The monster stood, ready to lunge at any moment. “You have more of him than I had once hoped.”
“What are you doing here?” Eve thrust her glaive up, putting the lengthy blade between her and the beast. Should she make an attack, she would skewer her from below.
“Checking in on loose ends.”
Eve tired of the monster’s vagueness. “Are you my mother?” She flung out the question burning her mind, and like the bottle, its arc ended in flames.
At this the monster smiled and revealed another inhuman detail of her face. Eve had always thought her own teeth a bit pointed but they were practically herbivorous compared to the gleaming armory between this monster’s jaws. “Such concepts extend only so far beyond your borders. You are of my blood, yes. But I hardly even nursed you. ‘Mother’ is a bit intimate for our relationship, isn’t it?”
“Then why have you come? This isn’t the first time.”

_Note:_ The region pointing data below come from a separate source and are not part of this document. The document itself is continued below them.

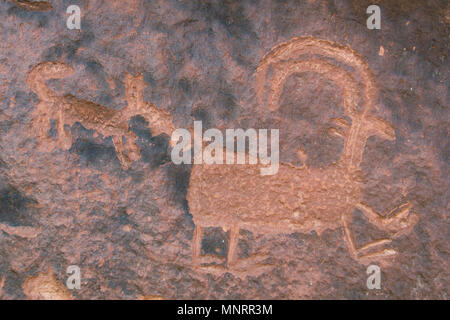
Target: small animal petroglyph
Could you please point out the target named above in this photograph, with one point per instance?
(67, 109)
(299, 199)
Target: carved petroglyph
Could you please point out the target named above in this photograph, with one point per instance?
(2, 283)
(299, 199)
(66, 110)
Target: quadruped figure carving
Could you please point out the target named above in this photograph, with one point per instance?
(299, 199)
(67, 109)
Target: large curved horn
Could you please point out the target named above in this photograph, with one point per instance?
(281, 59)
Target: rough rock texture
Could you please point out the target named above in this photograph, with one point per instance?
(86, 177)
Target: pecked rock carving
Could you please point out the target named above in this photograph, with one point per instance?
(67, 110)
(299, 199)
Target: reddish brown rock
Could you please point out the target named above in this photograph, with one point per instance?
(85, 171)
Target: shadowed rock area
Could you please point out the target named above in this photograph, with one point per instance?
(86, 176)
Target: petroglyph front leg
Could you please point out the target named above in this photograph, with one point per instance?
(64, 137)
(232, 246)
(197, 245)
(363, 254)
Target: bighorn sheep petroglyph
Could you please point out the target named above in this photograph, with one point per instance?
(299, 199)
(68, 109)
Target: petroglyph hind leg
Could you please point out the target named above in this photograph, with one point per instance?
(120, 151)
(198, 260)
(197, 245)
(64, 137)
(362, 253)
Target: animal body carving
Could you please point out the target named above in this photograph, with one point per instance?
(67, 110)
(299, 199)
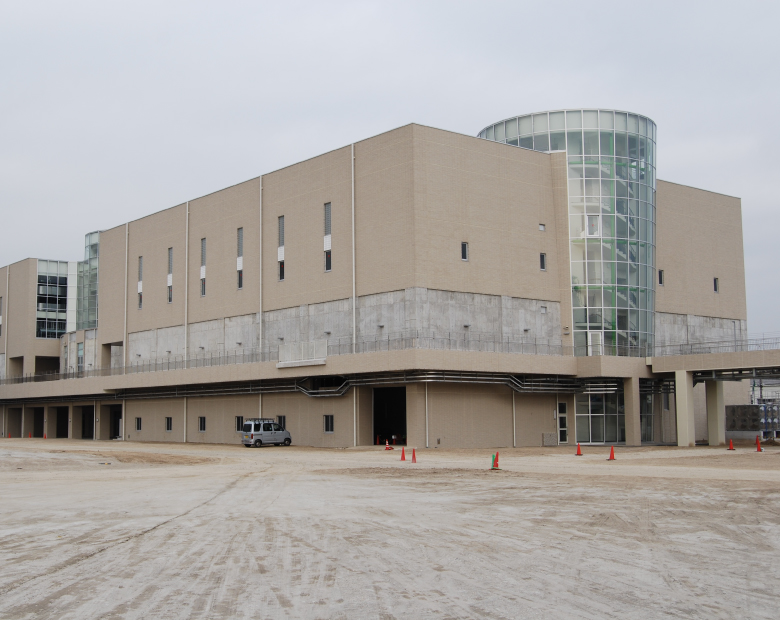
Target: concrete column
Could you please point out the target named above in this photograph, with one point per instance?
(716, 413)
(683, 396)
(631, 402)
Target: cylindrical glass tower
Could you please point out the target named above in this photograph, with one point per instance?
(611, 168)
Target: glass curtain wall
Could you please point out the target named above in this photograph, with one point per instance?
(51, 306)
(87, 300)
(612, 181)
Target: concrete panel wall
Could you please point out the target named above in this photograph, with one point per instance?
(305, 418)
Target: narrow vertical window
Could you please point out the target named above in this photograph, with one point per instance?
(240, 257)
(280, 251)
(327, 245)
(203, 267)
(140, 281)
(170, 275)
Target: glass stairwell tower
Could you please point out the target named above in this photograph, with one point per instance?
(612, 181)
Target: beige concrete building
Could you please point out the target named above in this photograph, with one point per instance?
(419, 287)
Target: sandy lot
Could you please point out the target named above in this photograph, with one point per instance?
(127, 530)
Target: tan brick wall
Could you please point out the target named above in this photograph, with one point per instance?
(699, 236)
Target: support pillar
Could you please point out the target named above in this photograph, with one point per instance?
(631, 408)
(683, 396)
(716, 413)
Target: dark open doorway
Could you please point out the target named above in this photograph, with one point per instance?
(62, 422)
(115, 412)
(38, 422)
(88, 422)
(390, 416)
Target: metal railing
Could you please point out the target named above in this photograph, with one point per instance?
(764, 343)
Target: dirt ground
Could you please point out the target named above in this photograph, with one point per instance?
(93, 529)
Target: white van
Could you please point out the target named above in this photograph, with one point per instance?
(259, 431)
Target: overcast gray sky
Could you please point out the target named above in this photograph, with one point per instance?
(110, 111)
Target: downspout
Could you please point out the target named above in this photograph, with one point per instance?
(354, 303)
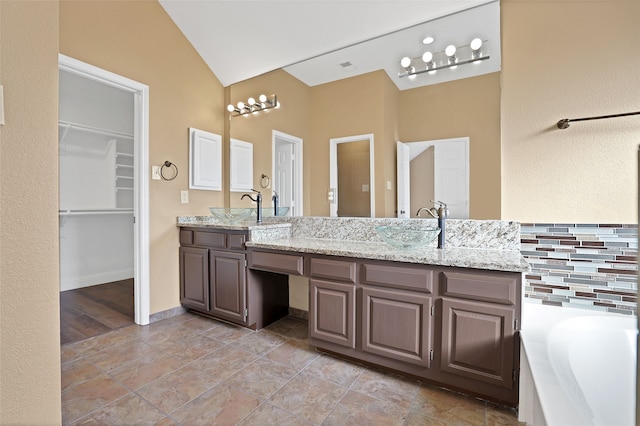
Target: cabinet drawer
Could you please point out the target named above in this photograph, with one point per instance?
(210, 239)
(407, 277)
(341, 270)
(292, 264)
(483, 286)
(186, 237)
(236, 241)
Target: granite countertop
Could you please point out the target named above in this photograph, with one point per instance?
(499, 260)
(489, 245)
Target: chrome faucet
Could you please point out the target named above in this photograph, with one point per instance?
(432, 211)
(274, 199)
(258, 201)
(441, 214)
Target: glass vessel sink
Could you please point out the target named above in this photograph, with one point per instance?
(407, 236)
(230, 215)
(268, 211)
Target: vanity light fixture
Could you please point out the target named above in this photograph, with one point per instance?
(252, 106)
(449, 58)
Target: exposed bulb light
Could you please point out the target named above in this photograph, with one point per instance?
(253, 107)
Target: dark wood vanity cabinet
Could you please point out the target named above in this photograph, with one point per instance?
(215, 281)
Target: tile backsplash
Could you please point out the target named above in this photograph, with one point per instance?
(590, 266)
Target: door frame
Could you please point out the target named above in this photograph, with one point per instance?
(141, 178)
(297, 168)
(333, 171)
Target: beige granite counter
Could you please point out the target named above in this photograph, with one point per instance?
(480, 244)
(498, 260)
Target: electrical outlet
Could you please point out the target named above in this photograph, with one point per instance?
(155, 172)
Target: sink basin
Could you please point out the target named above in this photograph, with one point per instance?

“I really wish you had left me to my business, I had not yet decided how to handle this before you stuck your snout in.”
“And now?”
“You’ve seen me and you know what I am to you. The way things are in the forest now, that’s a risk for me. At least understand that. This is not personal.” Her claws unsheathed, long black ferocious hooks.
“You want to kill me?”
“Naturally. You are a disastrous gamble I made long ago. Perhaps I should have corrected it sooner. But we both know you would do the same, if you could.” With a dagger-toothed sneer, she asked, “Do you fancy yourself a true knight of man?”
She did not wait for an answer. Eve had underestimated her speed, and thrust her weapon two late. The power of her paws slammed into Eve’s shoulders and threw her onto her back. Eve had never faced an opponent whose strength outclassed her own.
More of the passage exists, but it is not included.